(Image source: Roscosmos / Universe Today)
BY STEVEN SPARKMAN
ANCHOR ANTHONY MARTINEZ
The first new crew to head to the International Space Station since June is set to launch tonight, and space fans are crossing their fingers that everything goes smoothly. Here’s Space.com.
“Three spaceflyers will launch to the International Space Station tonight ... to begin a months-long mission to the orbiting outpost. NASA astronaut Dan Burbank and Russian cosmonauts Anton Shkaplerov and Anatoly Ivanishin are slated to launch aboard a Russian-built Soyuz rocket tonight ... from the Baikonour Cosmodrome in Kazakhstan.”
Ordinarily, the launch of a Soyuz would be no big deal, but this one is special for two reasons.
It’s the first time an American has hitched a ride aboard the Russian rocket since the space shuttle program ended this summer. It’s also the first time the Soyuz rockets have carried human passengers since a failed mission in August. (Video source: NASA)
International Business Times tells us what happened.
“...an unmanned Progress supply vessel bound for the ISS crashed into Siberia shortly after take-off from Baikonur. The mishap caused Russia to delay launches to the ISS, and Soyuz rockets, the mainstay of the Russian space program for decades, were also temporarily grounded.”
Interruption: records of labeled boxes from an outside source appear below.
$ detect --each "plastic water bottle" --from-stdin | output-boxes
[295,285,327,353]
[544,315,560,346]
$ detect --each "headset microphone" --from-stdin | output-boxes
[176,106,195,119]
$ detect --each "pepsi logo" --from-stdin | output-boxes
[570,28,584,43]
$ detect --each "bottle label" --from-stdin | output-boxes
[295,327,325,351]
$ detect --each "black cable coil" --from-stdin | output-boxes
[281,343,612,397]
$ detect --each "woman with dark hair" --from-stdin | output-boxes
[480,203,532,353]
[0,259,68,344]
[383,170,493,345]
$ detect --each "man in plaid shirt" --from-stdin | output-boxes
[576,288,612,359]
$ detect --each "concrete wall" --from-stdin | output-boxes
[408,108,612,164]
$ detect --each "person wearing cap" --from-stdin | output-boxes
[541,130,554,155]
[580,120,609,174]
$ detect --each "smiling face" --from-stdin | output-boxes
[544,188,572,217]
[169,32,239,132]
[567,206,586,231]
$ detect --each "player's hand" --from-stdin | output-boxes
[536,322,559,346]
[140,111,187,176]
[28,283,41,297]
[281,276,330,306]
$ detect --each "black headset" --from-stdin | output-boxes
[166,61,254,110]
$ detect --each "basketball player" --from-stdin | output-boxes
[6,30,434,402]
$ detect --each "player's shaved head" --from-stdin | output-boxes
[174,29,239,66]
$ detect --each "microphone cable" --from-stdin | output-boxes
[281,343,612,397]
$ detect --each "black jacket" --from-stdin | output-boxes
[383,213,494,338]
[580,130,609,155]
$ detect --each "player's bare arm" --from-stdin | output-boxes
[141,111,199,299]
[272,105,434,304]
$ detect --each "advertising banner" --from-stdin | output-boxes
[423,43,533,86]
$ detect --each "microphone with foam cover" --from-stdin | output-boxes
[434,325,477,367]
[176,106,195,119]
The crew launching tonight will use the same rocket system as the August mission. But while that system successfully carried a supply capsule to the ISS just weeks ago, a writer for the New York Times says Russia’s recent space failures may point to underlying problems.
“Russia has had a rough year in its space endeavors. ... Earlier in August, the failure of an upper stage of a different Russian rocket put a communication satellite in a wrong orbit. And last week, a Russian probe that was supposed to explore a Martian moon got mired in low-Earth orbit after its engines failed to fire.”
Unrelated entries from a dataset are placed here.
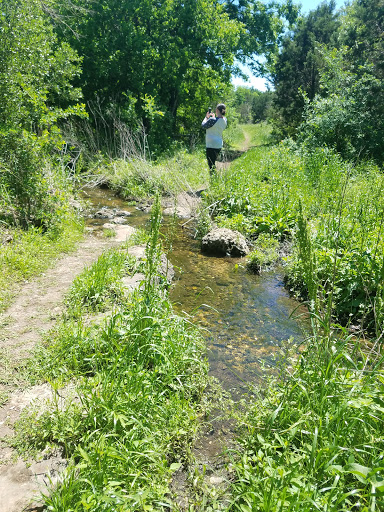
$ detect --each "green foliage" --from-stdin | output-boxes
[14,202,207,512]
[272,0,339,137]
[232,87,274,123]
[298,50,384,165]
[66,249,136,316]
[205,143,384,332]
[230,337,384,512]
[98,150,208,199]
[0,0,84,229]
[0,217,83,311]
[0,0,81,131]
[247,233,279,274]
[0,130,69,230]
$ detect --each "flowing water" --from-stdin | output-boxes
[86,189,306,395]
There will be more than just astronauts riding on the rocket -- like the future of manned space travel. If something goes wrong, not only would three astronauts be lost, the station itself would be left crewless for the first time ever.
A writer for the Houston Chronicle says that makes the station much more vulnerable. He outlines the worst case scenario.
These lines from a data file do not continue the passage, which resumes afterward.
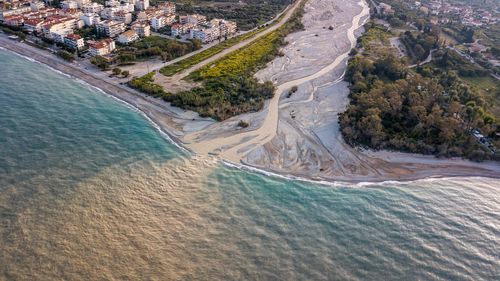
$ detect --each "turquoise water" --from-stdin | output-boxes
[0,50,500,280]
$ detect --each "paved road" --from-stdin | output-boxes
[123,0,300,80]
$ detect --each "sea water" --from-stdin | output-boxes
[0,50,500,280]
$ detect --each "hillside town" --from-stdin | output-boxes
[377,0,500,27]
[0,0,238,56]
“The most simple path is that before humans launch back to the station, it is lost. If this occurs what’s the private financial gain in SpaceX or Boeing building their rockets and space capsules? They just lost their biggest customer in NASA and the space station. At that point the future of NASA is bound up in the nebulous development of Orion spacecraft and the Space Launch System.”
If the launch goes well, the astronauts are expected to dock at the ISS on November 16.